A new Massachusetts law requires protestors to stand at least 35 feet from the entrances to abortion clinics. Under the old law, they were required to stand 18 feet away, but could enter the zone if permitted to by the patients. Passer-by and pro-choice advocates are permitted in the 35-foot zone; protestors (however peaceful) are not. Pro-abortion advocates argue that the restrictions are necessary to stop someone like John Salvo, who actually entered a clinic in 1994 and opened fire.
In order to meet Constitutional muster, a restriction on free speech must be narrowly tailored to meet a compelling state interest. As a matter of common sense, there is little point making restrictions based on something that one person did thirteen years ago that would not be stopped by the proposed law. The asserted compelling state interest is presumably to allow women access to abortion clinics:
Some of the more contentious scenes outside the Planned Parenthood clinic in Allston, officials there say, have occurred on the second Saturday of each month, when abortion opponents hold a special prayer vigil there, and the crowd of protesters can grow to 50 or 100.
Ooohhh… prayer vigils! Scary and wild!
This law is hardly narrowly tailored to meet this interest, especially considering that the alleged bad behaviour is already illegal. Abortion advocates claim that protestors block entrances to clinics. Well, call the police. They claim that protestors make videotapes of people’s cars and license plates (although that information is practically useless; many people don’t even know their own license plates, let alone those of their friends and extended family); there is little stopping the clinic owners from videoing the videographers and using that information if the women are subject to later harassment. Harassment is already illegal. Free speech is not, nor should it be. There is little sense in banning the latter because one is too lazy to avoid prosecuting the former.
Sidewalks are quintessential public forums – the most sacrosanct of places for debate and discussion. The Court frowns upon non-content neutral restrictions; this one, which permits pro-abortion advocates inside the zone but forbids pro-life advocates the same, is certainly not content-neutral.

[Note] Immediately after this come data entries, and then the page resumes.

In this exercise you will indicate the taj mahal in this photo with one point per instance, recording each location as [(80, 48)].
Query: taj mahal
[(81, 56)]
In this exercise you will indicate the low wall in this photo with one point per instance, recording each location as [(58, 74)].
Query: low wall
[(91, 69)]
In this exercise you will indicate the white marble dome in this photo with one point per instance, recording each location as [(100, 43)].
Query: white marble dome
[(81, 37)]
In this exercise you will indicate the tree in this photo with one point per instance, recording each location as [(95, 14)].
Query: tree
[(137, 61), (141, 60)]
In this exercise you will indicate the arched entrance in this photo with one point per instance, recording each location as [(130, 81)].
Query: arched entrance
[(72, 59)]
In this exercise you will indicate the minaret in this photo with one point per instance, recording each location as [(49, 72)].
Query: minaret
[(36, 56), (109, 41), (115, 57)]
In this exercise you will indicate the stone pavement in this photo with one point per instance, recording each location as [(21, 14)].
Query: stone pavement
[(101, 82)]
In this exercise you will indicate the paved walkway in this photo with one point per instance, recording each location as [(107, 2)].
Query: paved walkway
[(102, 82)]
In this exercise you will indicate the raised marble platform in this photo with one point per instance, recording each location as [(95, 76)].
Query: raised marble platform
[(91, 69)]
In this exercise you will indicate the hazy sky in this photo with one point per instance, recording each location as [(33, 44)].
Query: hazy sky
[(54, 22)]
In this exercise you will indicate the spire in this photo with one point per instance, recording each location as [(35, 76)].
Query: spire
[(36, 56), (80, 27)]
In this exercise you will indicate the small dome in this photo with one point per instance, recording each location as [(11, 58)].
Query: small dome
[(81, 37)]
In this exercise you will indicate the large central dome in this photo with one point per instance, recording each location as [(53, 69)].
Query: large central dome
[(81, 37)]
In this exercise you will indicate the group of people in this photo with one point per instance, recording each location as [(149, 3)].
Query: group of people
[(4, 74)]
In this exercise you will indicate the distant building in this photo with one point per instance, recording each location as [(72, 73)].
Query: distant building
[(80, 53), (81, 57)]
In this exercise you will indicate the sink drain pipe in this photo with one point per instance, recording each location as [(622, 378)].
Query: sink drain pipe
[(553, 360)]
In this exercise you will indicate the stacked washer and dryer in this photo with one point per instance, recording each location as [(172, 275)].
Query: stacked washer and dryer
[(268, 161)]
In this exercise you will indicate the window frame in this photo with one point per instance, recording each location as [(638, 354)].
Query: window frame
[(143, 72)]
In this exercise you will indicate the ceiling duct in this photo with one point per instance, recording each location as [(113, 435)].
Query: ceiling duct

The Court’s reasoning in Hill v. Colorado is internally inconsistent. It claims, in asserting a compelling state interest, that pregnant women have a right to be free from unwanted speech that would cause trauma. The only rational way to read this element is to be free from pro-life speech; pro-choice speech would hardly traumatise her. The Court then declares the restriction to be content-neutral, as it prescribes a place of protest, not the elements therein (distinguish the Massachusetts regulation), and states that the ban applies equally to all opinions. It strains logic to state that a ban is enacted because pro-life speech is fantastically traumatising, but that the ban is content-neutral.
Obviously, pro-choice advocates are distressed at the continued opposition to their political position and the continued opposition to abortion law. There is certainly a basic civil right to try to enact the laws that one prefers to have, and to enforce them (instead of allowing them to be a dead letter) once so enacted; however, there is no right – legal, philsophical, or moral – to forbid others from protesting the enactment and enforcement of that law. You have abortion on demand; that doesn’t mean we have to be happy about it.